What has been commonly termed as the “legal tampering” period of NFL free agency begins on Monday. During that time, we will hear news and rumors about teams and players and new contracts.
But there are a lot of common misconceptions about the legal tampering period. I’ve seen plenty of people misunderstand what teams are allowed to do and which players are eligible to be “tampered” with.
So here’s a rundown of what the legal tampering period is, and everything else you need to know about it.
The legal tampering period starts at noon ET on Monday, March 11.
The players involved are those whose contracts will expire at the beginning of the new league year, which is set at Wednesday, March 13 at 4 p.m. ET. This only involved players who will become unrestricted free agents. Those that are still restricted cannot be negotiated with until March 13, when they become unrestricted.
This DOES NOT involve players who were recently cut. Danny Amendola is the perfect example. He was released on Friday and immediately became a free agent who could sign anywhere. That’s why the Lions were able to sign Amendola before the tampering period began at noon.
During the legal tampering period, players CANNOT meet with teams. All negotiations and contact must go through the player’s agent. Players are not even allowed to talk over the phone with a team. So if you hear rumors that Trey Flowers is at the Detroit Metro Airport on his way to meet with the team on Tuesday, you can immediately throw that rumor in the trash.
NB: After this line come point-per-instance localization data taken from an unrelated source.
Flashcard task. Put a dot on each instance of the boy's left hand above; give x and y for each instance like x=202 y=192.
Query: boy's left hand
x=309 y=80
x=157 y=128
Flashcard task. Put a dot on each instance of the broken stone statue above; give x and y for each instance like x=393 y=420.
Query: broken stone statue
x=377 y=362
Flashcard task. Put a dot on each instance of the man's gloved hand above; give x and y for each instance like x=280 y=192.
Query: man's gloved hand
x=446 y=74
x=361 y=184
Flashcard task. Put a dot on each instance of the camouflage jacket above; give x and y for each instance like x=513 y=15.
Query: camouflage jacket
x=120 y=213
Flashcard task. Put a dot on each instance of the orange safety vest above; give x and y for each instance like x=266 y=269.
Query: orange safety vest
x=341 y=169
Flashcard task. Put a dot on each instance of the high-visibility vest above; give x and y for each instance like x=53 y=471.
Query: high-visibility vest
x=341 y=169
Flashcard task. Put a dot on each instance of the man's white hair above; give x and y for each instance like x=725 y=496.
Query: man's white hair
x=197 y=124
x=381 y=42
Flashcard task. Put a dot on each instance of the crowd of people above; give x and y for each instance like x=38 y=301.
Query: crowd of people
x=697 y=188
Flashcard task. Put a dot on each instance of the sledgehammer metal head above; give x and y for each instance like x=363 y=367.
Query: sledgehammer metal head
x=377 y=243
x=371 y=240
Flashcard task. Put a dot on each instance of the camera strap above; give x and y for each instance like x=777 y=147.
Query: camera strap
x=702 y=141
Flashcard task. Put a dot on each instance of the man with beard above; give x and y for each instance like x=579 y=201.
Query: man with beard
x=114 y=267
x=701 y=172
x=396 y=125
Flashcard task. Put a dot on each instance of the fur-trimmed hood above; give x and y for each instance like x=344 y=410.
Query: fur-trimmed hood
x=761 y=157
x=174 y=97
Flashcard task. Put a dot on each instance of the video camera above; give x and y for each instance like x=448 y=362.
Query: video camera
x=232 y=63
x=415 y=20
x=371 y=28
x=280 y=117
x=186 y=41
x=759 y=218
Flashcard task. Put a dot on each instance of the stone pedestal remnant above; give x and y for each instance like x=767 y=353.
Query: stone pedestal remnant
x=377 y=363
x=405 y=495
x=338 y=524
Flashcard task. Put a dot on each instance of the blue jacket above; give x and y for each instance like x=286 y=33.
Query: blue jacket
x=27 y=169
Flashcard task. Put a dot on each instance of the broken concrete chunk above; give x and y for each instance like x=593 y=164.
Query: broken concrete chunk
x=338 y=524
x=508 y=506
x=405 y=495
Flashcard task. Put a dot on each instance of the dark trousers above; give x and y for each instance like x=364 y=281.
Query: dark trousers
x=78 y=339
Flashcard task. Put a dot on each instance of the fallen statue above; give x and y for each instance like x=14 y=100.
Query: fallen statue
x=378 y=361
Additionally, players cannot officially sign a contract with a new team during this period. They can only “agree to terms” with a new team, meaning an agreement is in place and will become official once the new league year starts. But, remember, there’s always a chance a different team comes in at the last moment after terms were already agreed to.
Teams ARE permitted to re-sign their own players during the legal tampering period, even if they are set to become unrestricted free agents on Wednesday. Dante Fowler is a perfect example of this, as the Rams re-signed the edge rusher to a one-year, $14 million contract with the Rams late Sunday night.
This is also a time in which trades commonly go down. But much like new signings, these can only be agreed to in principle. Trades do not become official until the new league starts on Wednesday. Again, be weary that though news will paint these stories as “official,” there’s always the small chance that a team backs out before the start of the new year.